Here's a sad story of an energy company being scalped by public equity fees and, apparently, by bad advice:
§ First, find a public utility that needs money;
§Next, change its name from TXU Corp which supplies electricity to homes to Energy Future Holding Corp which can be milked for fees;
Use deregulation to
§ Leverage the hell out of the company so that it becomes insolvent or bankrupt;
§ Pay no attention to making the company work well;
§ Obtain scandalously high fees ("25 times greater than average") for the hedgies and for Goldman;
§ Buy shares in the utility to obtain control;
§ Make the structure of the utility so complex that it cannot be easily penetrated;
§ Make sure derivatives traders get a crack at the carcass of the former public utility company;
§ Extract all profit and decrease the value of the now skeletal company.

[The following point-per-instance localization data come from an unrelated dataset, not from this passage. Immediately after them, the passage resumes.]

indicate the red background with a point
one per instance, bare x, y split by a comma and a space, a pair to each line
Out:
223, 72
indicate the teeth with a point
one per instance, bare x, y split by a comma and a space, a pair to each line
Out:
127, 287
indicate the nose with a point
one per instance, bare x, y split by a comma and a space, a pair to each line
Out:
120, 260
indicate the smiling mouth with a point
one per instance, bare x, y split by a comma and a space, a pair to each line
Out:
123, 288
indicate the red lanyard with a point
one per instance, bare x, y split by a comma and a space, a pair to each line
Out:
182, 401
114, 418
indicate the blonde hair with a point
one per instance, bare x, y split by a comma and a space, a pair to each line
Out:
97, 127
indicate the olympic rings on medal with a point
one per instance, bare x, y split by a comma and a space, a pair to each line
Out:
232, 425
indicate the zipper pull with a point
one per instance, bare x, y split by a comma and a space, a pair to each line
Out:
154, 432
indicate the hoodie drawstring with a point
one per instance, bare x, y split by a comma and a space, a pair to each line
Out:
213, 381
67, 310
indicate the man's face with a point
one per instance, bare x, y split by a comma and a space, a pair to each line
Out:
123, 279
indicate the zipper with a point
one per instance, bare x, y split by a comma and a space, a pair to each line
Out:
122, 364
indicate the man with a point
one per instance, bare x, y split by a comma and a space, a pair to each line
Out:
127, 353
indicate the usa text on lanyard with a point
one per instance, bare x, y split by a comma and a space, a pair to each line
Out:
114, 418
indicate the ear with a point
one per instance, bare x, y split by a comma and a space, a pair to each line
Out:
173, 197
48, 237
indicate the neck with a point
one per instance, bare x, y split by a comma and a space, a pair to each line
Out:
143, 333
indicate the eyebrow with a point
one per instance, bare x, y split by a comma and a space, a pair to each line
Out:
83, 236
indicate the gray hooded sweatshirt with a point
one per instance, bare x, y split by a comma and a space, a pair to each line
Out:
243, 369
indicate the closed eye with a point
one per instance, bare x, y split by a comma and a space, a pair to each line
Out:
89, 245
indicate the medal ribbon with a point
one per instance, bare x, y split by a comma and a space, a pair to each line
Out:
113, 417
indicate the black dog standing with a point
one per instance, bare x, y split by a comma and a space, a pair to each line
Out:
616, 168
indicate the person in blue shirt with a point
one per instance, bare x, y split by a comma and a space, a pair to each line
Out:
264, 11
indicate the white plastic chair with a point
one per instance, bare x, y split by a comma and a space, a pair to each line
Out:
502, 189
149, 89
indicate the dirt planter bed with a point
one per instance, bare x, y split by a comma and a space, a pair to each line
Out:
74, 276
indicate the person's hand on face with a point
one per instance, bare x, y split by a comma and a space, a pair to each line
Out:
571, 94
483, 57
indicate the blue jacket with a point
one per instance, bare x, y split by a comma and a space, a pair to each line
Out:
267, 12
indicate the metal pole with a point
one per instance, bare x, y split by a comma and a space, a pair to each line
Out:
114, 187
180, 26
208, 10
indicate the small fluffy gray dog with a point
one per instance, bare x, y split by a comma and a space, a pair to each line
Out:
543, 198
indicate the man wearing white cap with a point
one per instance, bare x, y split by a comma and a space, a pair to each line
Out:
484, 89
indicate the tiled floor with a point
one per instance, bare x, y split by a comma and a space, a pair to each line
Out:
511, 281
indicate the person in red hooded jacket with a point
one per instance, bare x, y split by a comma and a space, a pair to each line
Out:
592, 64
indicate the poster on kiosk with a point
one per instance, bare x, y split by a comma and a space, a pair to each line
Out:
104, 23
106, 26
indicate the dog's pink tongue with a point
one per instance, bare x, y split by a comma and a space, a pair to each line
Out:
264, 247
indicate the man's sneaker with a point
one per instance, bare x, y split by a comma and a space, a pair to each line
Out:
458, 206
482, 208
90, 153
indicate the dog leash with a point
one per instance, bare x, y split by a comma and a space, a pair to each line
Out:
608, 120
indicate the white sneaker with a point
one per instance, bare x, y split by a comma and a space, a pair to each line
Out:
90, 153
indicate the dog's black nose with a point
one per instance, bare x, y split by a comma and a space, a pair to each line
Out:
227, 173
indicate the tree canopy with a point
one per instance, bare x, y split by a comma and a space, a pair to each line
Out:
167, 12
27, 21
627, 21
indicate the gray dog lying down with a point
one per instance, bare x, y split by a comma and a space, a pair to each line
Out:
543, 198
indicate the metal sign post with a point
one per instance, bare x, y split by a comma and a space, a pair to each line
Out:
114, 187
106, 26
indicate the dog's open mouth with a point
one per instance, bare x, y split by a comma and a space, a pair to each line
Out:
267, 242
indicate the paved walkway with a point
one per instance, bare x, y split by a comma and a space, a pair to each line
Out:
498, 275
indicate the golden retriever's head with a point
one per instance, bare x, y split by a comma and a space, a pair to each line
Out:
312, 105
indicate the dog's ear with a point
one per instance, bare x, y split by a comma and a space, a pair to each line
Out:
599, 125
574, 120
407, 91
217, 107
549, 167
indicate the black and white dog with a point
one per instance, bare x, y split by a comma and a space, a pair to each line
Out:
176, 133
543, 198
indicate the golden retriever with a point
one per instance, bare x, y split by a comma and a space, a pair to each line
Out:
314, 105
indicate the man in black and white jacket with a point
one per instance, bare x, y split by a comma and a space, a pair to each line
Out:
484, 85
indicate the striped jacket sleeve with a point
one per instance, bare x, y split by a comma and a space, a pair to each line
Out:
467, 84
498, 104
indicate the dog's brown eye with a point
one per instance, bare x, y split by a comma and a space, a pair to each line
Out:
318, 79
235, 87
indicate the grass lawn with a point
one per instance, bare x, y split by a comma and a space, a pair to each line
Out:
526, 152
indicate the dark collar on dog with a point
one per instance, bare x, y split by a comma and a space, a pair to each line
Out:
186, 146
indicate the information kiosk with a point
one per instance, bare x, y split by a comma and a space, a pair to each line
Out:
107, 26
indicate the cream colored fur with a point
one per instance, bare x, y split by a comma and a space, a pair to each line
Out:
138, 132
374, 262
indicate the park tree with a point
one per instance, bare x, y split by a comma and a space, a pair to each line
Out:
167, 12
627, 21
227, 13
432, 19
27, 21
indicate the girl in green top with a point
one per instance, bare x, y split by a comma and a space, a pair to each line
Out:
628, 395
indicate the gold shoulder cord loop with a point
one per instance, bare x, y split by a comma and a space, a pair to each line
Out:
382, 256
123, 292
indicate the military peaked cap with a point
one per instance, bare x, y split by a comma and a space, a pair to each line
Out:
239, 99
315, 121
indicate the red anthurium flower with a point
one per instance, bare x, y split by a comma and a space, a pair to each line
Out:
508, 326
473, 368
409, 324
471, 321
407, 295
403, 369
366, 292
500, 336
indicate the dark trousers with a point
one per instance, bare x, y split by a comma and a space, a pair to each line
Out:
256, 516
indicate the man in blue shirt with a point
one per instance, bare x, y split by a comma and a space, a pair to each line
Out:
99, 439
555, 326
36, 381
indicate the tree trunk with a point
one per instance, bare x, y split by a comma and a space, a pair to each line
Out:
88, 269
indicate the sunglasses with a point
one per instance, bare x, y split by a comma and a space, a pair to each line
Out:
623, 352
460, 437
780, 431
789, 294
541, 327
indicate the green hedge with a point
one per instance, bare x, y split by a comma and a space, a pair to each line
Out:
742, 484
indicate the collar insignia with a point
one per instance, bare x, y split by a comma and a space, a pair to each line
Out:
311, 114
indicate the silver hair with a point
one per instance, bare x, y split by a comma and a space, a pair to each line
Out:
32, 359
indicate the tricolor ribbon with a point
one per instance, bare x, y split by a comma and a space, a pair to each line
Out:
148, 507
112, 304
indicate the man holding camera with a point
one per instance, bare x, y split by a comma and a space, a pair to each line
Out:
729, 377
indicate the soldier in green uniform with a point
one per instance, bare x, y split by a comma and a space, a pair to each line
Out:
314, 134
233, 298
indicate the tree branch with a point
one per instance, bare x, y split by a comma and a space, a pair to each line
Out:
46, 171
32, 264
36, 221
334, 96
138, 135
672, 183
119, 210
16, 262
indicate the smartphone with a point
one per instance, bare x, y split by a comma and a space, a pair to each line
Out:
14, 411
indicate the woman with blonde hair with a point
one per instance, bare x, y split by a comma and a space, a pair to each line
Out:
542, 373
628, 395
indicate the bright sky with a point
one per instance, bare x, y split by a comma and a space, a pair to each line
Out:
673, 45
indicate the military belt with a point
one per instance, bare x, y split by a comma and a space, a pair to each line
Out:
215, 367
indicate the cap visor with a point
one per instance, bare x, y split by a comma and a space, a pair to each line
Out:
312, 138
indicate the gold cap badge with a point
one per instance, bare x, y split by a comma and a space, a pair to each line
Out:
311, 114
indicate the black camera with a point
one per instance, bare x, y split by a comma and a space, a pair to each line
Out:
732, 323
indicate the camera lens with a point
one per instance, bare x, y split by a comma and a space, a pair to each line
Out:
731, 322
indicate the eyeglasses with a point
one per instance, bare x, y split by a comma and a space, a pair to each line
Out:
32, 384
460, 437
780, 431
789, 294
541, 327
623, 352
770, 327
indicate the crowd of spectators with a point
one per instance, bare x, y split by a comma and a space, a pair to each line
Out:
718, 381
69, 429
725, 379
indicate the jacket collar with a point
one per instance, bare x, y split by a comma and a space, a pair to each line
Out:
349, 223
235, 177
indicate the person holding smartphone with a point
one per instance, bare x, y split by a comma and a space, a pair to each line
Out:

All these actions are probably legal but they stink to high heaven! What kind of economy can be built on such stuff?
Yes, Goldman Sachs, you are a prime example of how to manage debt--but only for your own benefit. You are a predatory bank extracting wealth from the needs of the public. Of course, Andrea Raphael of Goldman Sachs is too ashamed to comment on the following article, and Shame on Goldman Sachs!
Banks should be run like utilities;
Utilities should not be run by banks.
TXU Teeters as KKR et al. Reap $528 Million in Fees. . . .KKR, TPG Capital and Goldman Sachs took an $8.3 billion equity stake in Energy Future, according to a 2008 regulatory filing.
Fees and debt-funded dividends are among the ways private- equity firms can profit from a holding without actually improving the value of a target beyond its buyout price. Debt issued to fund such dividends, known as dividend recapitalizations, has reached $54 billion this year, according to Standard & Poor’s Capital IQ LCD data, topping the record $40.5 billion in all of 2010.
“It’s one of those things they do and it helps their returns,” Steven Kaplan, a finance professor at the University of Chicago’s Booth School of Business, said in a telephone interview in reference to private-equity firms. “It hurts their companies and it’s money their creditors will not get."